Summary
This project explores and cleans a large dataset from Open Food Facts, which includes nutritional and product information for over 385.000 food items. The main focus is on fixing missing or incorrect values, organizing the data for analysis, and creating clear visual summaries to understand patterns across products and countries.
Dataset Overview
- 385.384 samples and 99 columns
- Includes nutritional info (e.g. fat, sugar, protein), product names, countries, and units
- Many missing or inconsistent values (e.g. missing vitamins, extreme outliers)

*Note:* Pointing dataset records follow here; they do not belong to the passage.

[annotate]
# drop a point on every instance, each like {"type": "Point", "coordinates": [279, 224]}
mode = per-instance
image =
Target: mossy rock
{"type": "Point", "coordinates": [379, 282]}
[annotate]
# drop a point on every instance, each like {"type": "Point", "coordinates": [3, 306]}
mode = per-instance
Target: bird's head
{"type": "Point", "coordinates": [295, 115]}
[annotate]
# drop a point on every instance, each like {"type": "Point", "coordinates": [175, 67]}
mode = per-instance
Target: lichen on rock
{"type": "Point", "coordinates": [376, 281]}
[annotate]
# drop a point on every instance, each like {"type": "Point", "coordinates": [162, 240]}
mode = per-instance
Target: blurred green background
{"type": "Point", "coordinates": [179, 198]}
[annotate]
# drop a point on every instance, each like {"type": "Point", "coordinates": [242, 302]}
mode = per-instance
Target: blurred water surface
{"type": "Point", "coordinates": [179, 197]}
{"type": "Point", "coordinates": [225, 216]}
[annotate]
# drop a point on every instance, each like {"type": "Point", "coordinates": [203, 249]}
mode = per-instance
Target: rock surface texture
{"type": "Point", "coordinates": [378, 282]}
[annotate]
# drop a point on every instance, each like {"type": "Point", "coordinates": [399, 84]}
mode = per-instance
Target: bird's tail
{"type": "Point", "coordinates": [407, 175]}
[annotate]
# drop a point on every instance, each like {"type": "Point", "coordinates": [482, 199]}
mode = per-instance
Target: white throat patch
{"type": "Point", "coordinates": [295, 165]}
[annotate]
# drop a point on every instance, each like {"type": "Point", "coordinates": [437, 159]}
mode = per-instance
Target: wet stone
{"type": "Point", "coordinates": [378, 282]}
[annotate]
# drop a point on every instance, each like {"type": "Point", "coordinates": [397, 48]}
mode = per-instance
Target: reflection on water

- Data types grouped by structure: per 100g, per portion, unit type, and other metadata
Key Steps
1. Data Cleaning
- Removed duplicate rows and columns with too many missing values
- Filled in missing unit labels using the most frequent values (e.g. “g”, “mg”)
- Labeled missing ingredients and product names to keep track of gaps
- Replaced obviously incorrect values (e.g. 500g of fat per 100g product) with NaN
- Standardized energy values (kJ to kcal) and fixed inconsistencies
2. Exploratory Analysis
- Analyzed categorical variables like country and unit type using bar plots
- Created histograms and descriptive stats for numeric values (e.g. sugar, fat, energy)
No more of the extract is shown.